So far over the course of this summer, which is PrescribeWellness' selling season, they've developed an even stronger pipeline of future business. Our integration of MedWise on the PrescribeWellness Patient Engagement center platform is on track for the first quarter of 2020. We are entering into pilot engagements with a half dozen of PrescribeWellness clients to develop and launch our MedWise Advisor, a concierge pharmacists platform offering. During the recent PrescribeWellness advisory panel meeting held that TRHC headquarters, we found meaningful interest in hosting MedWise on the PrescribeWellness platform.

As one pharmacist put it, I can't believe we haven't had this type of medication decision support to help our patients avoid adverse drug event. It is humbling to realize how much pharmacist providers could engage patients improve outcomes of care and overall health with medication decision support tools like MedWise. SinfoniaRx and PrescribeWellness are now collaborating to provide an integrated solution to independent pharmacies. This extends our model with PrescribeWellness community pharmacy network providing local support and SinfoniaRx providing call center telephonic support to an even broader market.

The centralized call center services, which were previously only available to large chains, result in more pharmacies in the community across the country, delivering efficient and effective healthcare to consumer. Just to mention our recent acquisition DoseMe, the company has had great success, bringing on several new hospital clients. They also launched their new clinical dashboard known as Cohere, which is being written into existing contracts in their pipeline. Next, I want to provide an update about Pace and our new brand CareVention HealthCare.

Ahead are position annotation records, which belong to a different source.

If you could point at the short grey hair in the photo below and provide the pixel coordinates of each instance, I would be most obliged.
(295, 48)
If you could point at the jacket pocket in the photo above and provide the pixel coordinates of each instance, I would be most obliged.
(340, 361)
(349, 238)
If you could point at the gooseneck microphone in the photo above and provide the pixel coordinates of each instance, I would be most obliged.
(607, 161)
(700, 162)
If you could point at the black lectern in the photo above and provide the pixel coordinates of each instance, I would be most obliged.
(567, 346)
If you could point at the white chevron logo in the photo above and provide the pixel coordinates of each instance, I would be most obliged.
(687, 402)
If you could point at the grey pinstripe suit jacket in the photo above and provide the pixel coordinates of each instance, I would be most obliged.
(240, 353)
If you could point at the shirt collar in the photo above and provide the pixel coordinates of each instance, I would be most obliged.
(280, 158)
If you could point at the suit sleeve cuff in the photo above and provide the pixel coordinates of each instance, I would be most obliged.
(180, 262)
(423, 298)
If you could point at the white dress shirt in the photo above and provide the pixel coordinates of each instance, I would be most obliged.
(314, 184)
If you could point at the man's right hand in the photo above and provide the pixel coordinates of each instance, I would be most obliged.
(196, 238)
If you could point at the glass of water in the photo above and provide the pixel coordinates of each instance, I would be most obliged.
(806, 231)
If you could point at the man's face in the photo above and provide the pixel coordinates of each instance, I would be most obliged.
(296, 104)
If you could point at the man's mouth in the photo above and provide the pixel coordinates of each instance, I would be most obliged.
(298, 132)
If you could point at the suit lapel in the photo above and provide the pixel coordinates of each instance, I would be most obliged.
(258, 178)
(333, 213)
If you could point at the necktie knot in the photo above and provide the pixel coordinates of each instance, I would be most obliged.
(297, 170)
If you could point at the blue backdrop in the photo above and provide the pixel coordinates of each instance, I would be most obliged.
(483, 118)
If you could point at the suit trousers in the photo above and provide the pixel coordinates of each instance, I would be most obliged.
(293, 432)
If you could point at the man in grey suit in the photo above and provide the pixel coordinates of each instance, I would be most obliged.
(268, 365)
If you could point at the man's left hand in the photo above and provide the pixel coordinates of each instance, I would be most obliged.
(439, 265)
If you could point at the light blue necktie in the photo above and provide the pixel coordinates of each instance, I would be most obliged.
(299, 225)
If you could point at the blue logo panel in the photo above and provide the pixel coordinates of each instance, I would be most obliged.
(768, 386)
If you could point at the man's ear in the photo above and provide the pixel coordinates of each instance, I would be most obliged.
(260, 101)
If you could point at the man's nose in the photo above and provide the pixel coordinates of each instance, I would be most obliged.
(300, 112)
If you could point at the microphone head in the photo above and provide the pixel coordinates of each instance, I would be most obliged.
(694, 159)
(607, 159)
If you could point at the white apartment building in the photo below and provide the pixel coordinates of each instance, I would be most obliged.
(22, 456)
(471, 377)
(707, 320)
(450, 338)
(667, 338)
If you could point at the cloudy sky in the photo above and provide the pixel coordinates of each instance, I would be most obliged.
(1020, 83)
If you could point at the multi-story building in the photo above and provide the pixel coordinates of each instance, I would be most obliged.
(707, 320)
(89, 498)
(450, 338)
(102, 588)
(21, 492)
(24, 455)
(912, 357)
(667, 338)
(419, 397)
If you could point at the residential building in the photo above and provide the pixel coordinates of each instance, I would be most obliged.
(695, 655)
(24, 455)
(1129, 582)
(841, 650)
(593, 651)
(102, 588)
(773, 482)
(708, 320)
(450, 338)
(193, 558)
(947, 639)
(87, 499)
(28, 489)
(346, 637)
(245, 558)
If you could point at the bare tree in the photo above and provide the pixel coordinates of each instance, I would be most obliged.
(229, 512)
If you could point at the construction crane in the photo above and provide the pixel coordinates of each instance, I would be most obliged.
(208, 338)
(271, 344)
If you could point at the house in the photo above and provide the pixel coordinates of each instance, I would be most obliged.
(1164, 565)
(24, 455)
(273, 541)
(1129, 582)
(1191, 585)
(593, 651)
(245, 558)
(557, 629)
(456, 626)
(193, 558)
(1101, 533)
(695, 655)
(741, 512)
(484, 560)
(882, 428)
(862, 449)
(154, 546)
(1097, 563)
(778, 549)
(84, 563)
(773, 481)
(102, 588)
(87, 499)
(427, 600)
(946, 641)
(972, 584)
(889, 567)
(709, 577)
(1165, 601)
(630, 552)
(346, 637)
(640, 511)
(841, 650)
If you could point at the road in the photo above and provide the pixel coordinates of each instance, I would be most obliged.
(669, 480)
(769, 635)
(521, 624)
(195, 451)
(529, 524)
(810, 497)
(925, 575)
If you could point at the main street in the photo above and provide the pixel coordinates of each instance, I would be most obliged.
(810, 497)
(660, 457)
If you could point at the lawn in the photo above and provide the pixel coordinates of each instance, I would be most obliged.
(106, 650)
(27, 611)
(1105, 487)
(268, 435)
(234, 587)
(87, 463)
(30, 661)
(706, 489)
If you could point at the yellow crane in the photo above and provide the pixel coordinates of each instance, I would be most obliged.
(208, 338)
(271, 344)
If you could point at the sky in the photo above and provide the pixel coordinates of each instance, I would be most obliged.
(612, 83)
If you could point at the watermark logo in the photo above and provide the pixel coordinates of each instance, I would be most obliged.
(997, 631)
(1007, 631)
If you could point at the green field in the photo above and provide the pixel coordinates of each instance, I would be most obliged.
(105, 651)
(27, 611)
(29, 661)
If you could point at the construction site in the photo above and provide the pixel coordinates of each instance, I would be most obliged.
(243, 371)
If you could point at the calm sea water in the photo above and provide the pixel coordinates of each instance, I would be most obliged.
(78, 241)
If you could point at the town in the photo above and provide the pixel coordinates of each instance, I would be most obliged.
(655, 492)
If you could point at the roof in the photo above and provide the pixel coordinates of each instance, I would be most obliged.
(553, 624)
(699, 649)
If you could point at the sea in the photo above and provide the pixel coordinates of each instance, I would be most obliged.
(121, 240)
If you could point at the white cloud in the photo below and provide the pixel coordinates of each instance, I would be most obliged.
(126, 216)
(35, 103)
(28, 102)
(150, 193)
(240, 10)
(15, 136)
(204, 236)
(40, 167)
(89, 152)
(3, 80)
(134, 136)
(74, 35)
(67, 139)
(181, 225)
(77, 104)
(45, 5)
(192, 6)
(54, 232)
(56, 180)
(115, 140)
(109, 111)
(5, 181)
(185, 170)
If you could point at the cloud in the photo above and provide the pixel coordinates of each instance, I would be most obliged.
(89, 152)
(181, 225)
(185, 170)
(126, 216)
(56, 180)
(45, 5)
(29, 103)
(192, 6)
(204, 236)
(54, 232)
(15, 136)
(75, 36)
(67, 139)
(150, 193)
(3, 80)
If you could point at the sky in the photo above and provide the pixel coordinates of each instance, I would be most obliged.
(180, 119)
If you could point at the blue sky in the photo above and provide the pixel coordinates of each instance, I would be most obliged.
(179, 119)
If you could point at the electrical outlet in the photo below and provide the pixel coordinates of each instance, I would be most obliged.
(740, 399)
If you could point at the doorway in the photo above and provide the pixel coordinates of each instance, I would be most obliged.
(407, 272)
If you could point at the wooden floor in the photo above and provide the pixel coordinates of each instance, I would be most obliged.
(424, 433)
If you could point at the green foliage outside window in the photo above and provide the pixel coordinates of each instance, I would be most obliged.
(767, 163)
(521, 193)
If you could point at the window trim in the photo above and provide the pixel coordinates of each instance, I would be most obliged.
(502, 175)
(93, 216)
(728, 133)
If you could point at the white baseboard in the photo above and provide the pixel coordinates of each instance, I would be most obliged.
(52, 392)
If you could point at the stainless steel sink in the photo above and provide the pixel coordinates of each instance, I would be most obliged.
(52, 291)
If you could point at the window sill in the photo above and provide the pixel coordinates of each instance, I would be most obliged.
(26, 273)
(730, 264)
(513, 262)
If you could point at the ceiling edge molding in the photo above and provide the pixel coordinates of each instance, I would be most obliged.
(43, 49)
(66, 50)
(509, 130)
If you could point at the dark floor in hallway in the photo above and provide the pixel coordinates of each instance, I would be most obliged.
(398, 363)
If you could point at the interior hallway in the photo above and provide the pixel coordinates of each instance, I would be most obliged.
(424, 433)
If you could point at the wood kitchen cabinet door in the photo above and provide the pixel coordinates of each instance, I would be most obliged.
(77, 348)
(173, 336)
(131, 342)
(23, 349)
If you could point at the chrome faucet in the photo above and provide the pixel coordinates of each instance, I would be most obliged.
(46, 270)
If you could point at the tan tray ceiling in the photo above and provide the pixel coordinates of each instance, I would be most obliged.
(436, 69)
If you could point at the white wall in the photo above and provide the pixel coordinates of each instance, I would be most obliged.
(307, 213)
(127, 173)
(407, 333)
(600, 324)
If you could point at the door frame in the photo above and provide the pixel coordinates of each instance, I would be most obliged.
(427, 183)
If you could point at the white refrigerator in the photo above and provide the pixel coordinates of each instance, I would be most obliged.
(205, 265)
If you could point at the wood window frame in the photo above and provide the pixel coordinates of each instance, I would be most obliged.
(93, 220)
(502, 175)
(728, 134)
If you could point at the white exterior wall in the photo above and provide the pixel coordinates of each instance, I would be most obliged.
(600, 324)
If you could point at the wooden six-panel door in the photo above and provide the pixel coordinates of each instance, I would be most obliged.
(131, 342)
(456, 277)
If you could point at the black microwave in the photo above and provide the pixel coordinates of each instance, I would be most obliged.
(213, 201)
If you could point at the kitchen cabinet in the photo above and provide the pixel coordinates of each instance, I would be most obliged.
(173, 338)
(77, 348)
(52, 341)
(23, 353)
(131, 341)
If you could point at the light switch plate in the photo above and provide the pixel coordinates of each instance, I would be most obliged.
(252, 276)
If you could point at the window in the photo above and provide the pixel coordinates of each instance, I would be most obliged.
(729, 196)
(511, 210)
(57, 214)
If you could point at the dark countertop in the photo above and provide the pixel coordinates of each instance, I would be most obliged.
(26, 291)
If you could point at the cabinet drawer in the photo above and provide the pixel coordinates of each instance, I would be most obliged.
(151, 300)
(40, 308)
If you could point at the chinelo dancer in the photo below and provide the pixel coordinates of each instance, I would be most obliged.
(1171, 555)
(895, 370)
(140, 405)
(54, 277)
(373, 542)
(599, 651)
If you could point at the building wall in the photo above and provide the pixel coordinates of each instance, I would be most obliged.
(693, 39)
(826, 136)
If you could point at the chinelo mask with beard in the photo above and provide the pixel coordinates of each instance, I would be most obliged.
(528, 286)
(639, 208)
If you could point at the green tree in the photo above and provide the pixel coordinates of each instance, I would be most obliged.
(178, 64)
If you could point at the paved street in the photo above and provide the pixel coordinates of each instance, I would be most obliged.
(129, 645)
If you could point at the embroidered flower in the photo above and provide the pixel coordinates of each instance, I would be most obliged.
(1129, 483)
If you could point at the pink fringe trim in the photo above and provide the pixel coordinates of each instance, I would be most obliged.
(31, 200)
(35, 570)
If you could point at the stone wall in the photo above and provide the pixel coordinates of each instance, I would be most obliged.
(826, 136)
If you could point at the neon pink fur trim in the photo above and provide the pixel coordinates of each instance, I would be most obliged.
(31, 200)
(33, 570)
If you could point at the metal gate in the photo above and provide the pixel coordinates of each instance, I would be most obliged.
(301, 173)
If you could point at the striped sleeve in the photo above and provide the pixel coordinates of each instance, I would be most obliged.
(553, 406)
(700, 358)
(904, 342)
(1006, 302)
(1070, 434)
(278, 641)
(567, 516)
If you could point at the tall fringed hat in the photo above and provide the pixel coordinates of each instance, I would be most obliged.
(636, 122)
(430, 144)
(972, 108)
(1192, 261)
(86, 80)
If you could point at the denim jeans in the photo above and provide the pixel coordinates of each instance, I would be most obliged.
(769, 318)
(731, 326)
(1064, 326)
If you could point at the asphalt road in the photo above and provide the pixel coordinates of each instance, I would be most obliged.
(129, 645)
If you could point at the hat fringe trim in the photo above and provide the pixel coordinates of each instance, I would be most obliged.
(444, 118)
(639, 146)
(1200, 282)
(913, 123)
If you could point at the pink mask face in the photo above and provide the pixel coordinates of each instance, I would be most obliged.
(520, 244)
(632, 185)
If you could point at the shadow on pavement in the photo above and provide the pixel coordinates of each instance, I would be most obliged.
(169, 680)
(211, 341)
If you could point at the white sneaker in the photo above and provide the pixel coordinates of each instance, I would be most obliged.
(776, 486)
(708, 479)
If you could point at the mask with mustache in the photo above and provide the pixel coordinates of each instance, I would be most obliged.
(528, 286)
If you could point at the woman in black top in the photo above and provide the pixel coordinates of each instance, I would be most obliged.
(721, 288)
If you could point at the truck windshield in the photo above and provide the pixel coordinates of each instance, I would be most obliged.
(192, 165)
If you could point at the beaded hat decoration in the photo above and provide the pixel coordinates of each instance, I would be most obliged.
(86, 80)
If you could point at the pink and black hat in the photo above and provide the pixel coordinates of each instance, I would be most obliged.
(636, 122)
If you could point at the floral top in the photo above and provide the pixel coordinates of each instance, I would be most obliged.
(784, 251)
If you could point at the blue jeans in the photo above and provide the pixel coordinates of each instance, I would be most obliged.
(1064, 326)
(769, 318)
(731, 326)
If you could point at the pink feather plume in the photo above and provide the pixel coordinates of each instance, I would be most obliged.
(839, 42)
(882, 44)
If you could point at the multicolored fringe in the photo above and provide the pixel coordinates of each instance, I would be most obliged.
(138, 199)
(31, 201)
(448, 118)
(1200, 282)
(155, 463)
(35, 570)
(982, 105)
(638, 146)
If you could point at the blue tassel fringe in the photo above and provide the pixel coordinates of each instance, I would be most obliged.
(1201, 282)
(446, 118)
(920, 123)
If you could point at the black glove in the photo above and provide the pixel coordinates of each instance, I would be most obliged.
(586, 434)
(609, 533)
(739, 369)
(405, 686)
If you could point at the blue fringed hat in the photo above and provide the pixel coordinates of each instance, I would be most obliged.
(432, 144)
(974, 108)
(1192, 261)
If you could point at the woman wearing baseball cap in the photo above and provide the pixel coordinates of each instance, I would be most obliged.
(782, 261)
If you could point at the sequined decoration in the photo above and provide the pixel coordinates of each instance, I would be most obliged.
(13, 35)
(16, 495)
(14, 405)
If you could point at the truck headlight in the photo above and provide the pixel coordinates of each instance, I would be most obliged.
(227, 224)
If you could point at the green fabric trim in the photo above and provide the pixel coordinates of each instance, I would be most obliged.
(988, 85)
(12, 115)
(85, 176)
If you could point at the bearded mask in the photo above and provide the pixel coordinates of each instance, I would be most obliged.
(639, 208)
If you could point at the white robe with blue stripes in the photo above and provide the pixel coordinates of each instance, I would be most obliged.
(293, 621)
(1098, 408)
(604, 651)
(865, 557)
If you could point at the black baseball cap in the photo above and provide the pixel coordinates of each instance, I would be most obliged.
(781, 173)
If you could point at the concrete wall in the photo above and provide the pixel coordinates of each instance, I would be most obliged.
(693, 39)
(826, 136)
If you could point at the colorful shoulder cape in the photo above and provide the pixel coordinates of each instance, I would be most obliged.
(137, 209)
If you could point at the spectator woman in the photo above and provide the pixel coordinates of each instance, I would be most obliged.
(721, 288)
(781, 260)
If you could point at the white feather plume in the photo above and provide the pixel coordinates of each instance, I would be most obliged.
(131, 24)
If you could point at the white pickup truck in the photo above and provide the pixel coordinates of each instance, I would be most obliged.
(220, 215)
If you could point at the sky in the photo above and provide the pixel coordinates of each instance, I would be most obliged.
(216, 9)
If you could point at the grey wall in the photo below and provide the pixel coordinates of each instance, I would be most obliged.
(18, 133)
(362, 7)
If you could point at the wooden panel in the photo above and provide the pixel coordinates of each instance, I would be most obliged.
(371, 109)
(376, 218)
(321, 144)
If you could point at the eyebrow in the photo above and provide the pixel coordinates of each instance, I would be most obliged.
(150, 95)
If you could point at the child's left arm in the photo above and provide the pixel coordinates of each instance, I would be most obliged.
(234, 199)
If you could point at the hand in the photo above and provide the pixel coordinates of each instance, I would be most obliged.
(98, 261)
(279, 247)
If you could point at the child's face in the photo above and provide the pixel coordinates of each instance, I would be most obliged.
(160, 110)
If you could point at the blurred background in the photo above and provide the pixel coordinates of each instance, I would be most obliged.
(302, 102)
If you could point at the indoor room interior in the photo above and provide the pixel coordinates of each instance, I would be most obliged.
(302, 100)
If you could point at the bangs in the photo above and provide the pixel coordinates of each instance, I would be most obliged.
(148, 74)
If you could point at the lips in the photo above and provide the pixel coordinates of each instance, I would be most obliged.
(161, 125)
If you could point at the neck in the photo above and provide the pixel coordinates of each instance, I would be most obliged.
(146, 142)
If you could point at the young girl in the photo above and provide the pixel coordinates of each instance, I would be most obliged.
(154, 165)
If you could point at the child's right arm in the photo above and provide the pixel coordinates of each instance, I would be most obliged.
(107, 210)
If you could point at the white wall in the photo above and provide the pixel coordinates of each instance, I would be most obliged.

CareVention is our collective service offerings we provide to Pace, including CareKinesis, Capstone, Peak Pace, Mediture and Cognify. From a market perspective, the good news is that the new Pace conditions of participation took effect on August 2nd. This shows continued support from the federal government for the Pace program and willingness to encourage growth. Recall that Pace participants across the federal government, 2,000 less per month compared to if they were in a nursing home.

It is believed that these new regulations will help Pace programs grow faster, operate more efficiently and at the same time, enhance care delivery. Some of the changes allow Pace organizations more operational flexibility. We believe our CareVention platform will help Pace organizations more easily achieve these growth fall. Along with the new Pace growth, we are seeing organic expansion in multiple states.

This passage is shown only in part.